Donald J. Trump joined Yahoo Finance for a wide-ranging conversation covering topics such as the U.S. economy, COVID-19 vaccines, cryptocurrencies, and his thinking on a third run for the presidency in 2024. The full interview will be released on Monday.
Former President Donald Trump told Yahoo Finance that inflation is one of the issues that will help him determine if he will run for the Republican presidential nomination in 2024.
Soaring prices have become a fixture of the pandemic-era recovery, with supply and labor bottlenecks converging with strong global demand to push up inflation.
In an exclusive interview with Yahoo Finance Live on Friday, Trump zeroed in on spiking energy prices, with crude (CL=F) recently flirting with $80 per barrel. On Monday, oil futures spiked to their highest levels since 2014.
"And it's very scary when you look at gasoline from $1.87 a gallon when I was president, it went from $1.87 and now it's well over $5 that it's going to go a lot higher," the 45th President predicted.
Although gas prices are considerably higher than when Trump left office, recent data shows the price of gasoline lower than he claimed. AAA's daily gas price monitor shows the average price nationwide for a gallon of gas was $3.19 on October 3, and $4.40 in California — where gas costs more than in any other state.
Still, Trump echoed rising concerns about surging prices. Headline consumer prices are up 5.3% year over year, while supply chain troubles and labor shortages are threatening to push them up even higher.
Core prices have risen at a slightly slower rate — but a 25% year-over-year spike in energy prices is acting as a tax on consumers just ahead of the holiday shopping season. The price of crude oil futures has more than doubled since last year, pushing up prices at the pump.
"It looks to me like inflation is going to ravage our country," Trump told Yahoo Finance.
The Federal Reserve's Open Market Committee insists much of the price pressures are temporary, but recently lifted its inflation forecast for 2021 to 4.2%. The central bank attributed the increase to supply chain bottlenecks as the U.S. and global economies recover from the COVID-19 pandemic.

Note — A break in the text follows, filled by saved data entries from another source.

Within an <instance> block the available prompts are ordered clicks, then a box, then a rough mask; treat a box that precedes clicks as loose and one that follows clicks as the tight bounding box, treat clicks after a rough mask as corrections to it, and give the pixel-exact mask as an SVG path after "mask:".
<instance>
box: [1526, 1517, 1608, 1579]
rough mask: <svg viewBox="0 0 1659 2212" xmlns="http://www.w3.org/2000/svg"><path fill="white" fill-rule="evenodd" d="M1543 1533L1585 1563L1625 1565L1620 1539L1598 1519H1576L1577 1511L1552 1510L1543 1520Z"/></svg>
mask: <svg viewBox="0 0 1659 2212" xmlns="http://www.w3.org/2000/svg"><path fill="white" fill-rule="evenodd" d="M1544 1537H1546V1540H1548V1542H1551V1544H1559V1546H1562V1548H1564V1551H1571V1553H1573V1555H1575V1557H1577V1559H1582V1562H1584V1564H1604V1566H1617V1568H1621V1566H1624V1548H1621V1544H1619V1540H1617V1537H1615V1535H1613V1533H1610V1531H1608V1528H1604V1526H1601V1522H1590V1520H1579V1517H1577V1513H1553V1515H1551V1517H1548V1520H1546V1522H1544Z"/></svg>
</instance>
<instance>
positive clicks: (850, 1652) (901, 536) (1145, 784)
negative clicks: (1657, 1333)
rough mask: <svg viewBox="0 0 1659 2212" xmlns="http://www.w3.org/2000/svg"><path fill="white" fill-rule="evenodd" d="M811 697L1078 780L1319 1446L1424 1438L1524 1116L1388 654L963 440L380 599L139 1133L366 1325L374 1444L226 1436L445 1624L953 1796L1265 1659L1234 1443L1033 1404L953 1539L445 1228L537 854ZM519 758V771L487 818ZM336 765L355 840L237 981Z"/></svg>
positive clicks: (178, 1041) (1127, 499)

“The combination of strong demand for goods and the bottlenecks has meant that inflation is running well above target," Fed Chairman Jay Powell recently stated during a panel discussion with other central bank leaders from around the world.
Energy inflation: 'They're asking OPEC for help'
The Biden Administration recently asked OPEC nations like Saudi Arabia to pump more oil to ease inflationary pressure and keep the global economic recovery from stalling out. However, the former president criticized his successor's energy policies.
"Don't forget, OPEC already turned down the United States," Trump said, highlighting gains made toward U.S. energy independence during his time in office. "And now all of a sudden they're asking OPEC for help," Trump added.
OPEC ministers will meet this week to discuss pricing and increasing production. They agreed last July to boost production by 400,000 barrels a day through April of next year.
Trump expects the price of crude and gasoline to keep rising, "What it's going to be at a year from now, I think is going to be much higher than" current levels, he said.